Filling A Space Under A Concrete Slab
Under concrete slabs, cavities can be filled with sand-cement grout. To fill in the gaps, holes are drilled, and the sand, cement, and water mixture are pushed through them. Slab jacking is a cost-effective way of restoration, but there are some significant downsides.
One of the best base materials for concrete slabs is crusher run, a mixture of crushed stone and stone dust. The other is coarse aggregate. Most concrete contractors use a blend of coarse and fine aggregate for a durable base that will be secure for settlement and drainage.
Final Installation Step
Although the speed of the installation can vary depending on the soil and experience, in this case, the pipe was put in under 60 seconds.

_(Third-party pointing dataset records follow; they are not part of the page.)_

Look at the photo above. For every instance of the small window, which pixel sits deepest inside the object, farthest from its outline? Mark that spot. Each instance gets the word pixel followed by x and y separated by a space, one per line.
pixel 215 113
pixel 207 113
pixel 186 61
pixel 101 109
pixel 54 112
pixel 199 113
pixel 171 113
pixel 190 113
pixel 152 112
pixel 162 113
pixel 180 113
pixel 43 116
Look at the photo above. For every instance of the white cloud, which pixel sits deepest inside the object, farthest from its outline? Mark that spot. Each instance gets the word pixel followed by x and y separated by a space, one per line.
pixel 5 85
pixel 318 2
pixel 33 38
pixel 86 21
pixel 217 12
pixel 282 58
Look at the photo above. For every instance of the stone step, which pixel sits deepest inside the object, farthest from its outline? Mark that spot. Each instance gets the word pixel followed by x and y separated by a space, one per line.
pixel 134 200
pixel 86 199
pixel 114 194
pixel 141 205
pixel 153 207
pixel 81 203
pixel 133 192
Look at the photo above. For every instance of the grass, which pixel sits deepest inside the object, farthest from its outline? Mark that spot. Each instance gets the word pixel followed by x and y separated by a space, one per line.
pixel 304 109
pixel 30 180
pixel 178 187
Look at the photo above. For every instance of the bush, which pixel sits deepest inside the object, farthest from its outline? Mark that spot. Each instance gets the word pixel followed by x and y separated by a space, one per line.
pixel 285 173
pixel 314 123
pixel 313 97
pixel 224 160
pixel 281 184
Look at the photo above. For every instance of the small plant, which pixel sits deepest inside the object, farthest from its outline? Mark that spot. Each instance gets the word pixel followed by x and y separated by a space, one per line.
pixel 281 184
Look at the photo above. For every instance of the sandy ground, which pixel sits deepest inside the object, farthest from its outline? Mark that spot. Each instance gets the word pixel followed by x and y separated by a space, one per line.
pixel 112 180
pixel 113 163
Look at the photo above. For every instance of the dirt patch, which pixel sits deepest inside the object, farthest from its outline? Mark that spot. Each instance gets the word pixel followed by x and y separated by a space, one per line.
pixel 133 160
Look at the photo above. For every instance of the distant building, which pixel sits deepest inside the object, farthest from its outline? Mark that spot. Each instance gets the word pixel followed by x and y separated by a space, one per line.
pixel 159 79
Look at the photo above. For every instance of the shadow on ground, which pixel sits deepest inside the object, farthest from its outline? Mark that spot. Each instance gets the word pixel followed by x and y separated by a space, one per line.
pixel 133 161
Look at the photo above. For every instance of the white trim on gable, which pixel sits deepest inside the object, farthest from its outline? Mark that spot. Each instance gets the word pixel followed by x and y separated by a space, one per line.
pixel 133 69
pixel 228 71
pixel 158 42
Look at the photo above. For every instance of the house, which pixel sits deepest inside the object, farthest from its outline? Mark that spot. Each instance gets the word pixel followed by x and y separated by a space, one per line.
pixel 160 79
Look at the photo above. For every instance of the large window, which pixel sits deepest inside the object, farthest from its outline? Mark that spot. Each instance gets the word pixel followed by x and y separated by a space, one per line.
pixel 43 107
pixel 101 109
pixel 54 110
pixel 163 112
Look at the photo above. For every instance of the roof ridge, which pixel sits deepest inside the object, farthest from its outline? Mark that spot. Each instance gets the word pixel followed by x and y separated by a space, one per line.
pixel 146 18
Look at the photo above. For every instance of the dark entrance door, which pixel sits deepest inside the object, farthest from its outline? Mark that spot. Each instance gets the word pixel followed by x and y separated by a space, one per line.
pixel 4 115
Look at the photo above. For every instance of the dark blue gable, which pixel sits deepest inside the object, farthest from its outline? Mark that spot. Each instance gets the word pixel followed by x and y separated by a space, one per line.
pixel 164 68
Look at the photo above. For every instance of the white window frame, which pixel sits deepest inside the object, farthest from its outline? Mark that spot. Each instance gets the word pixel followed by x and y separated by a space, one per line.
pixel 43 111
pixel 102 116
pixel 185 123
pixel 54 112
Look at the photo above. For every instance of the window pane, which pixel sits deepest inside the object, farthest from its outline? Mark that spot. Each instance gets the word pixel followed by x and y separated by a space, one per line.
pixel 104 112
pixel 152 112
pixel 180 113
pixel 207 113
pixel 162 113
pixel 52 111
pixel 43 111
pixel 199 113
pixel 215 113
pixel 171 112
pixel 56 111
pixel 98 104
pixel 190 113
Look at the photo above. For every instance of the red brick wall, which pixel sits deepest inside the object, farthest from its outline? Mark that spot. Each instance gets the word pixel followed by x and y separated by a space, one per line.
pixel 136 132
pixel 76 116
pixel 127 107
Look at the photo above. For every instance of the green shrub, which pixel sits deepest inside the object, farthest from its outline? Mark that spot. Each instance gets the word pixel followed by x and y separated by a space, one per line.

Once the pipe is inserted, it can be continued by gluing on to it, a smaller pipe can be threaded through it, or the pipe can be used as a sleeve for wires. Repeat the procedure to install as many pipes and many sleeves as necessary. This is an easy way to dig under a concrete slab without any high budget.
For some homeowners, digging beneath their concrete slabs is preferable. As was already said, one significant benefit is that the house floor is not damaged or made a mess. If you recently refinished your flooring, you probably don’t want to go back and undo all that labor-intensive work.
If you are remodeling, intend to renovate, or don’t want your property to look like a disaster zone, making it temporarily unlivable, under-slab digging may be a fantastic solution.